Here, we report a phylogenetic analysis of members of the ParA and ParB families. We also show that the ParAB partitioning mechanisms on chromosomes and plasmids may have evolved from an ancient one. To support this possibility, we also demonstrate that B. subtilis Soj and Spo0J proteins and a parS site can carry out accurate segregation of plasmids in E. coli cells. These findings indicate that host components involved in plasmid partitioning are highly conserved between Gram-negative and Gram-positive bacteria.
Materials and Methods
Bacterial Strains and Culture.
CSH50 [ara, Δ(lac-pro), strA, thi] (20) cells harboring miniF plasmids were grown in LB with 20 μg/ml ampicillin at 37°C, and cells in mid-log phase were transferred to nonselective LB without ampicillin at zero time. After 6 and 12 h, an aliquot of cells was spread on LB plates. To determine the percentage of cells containing plasmids that have an ampicillin-resistant gene (bla), 300 colonies that had grown on the plate were streaked on LB plates containing 20 μg/ml ampicillin. Generation time (doubling time) was determined by turbidity of cultures.
Plasmid Construction.
The plasmid pUC25E contains a B. subtilis chromosomal DNA segment including the soj and spo0J-parS genes. After digestion of pUC25E by EcoRI, the digested fragment including the soj and spo0J-parS genes was inserted into the miniF plasmid pXX705 (2) at EcoRI sites, resulting in pXX762. A Spo0J-binding sequence, parS (TGTTTCACGTGAAACA) (14), was synthesized as the parS DNA fragment (49 bp) with BamHl sites at both ends. The parS DNA fragment was inserted into pXX762 and pXX705 at BamHI sites, resulting in pXX765 and pXX764, respectively. Plasmid pXX762 was digested with EcoRI to delete the DNA fragment including soj and spo0J-parS. Digested DNA fragments were circularized by self ligation, resulting in pXX766.
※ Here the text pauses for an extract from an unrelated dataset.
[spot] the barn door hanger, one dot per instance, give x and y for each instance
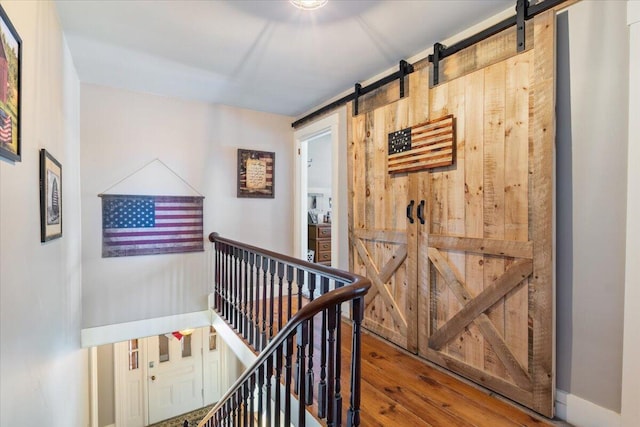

Homology Search and Phylogenetic Tree.
blast searches with the default parameters were performed by using amino acid databases including Protein Identification Resource, SWISS-PROT, Protein Data Bank, and DAD at the DNA Data Bank of Japan (DDBJ; http://crick.genes.nig.ac.jp/homology/blast-e.shtml). Preliminary sequence data were obtained from the Institute for Genomic Research web site at http://www.tigr.org. Alignments of the ParAB members were analyzed by a clustalw program at DDBJ (http://crick.genes.nig.ac.jp/homology/clustalw-e.shtml). On the basis of parameters obtained by using the clustalw method (21), phylogenetic trees were drawn by using treeview software (http://taxonomy.zoology.gla.ac.uk/rod/rod.html). According to the annotation (source organism) in the description of registered amino acid sequences, we sorted members of the ParAB families into chromosome-derived (genes located on chromosomes) and plasmid-derived (on plasmid and phages) groups. A chromosome is defined by a replicon that has housekeeping genes (22, 23).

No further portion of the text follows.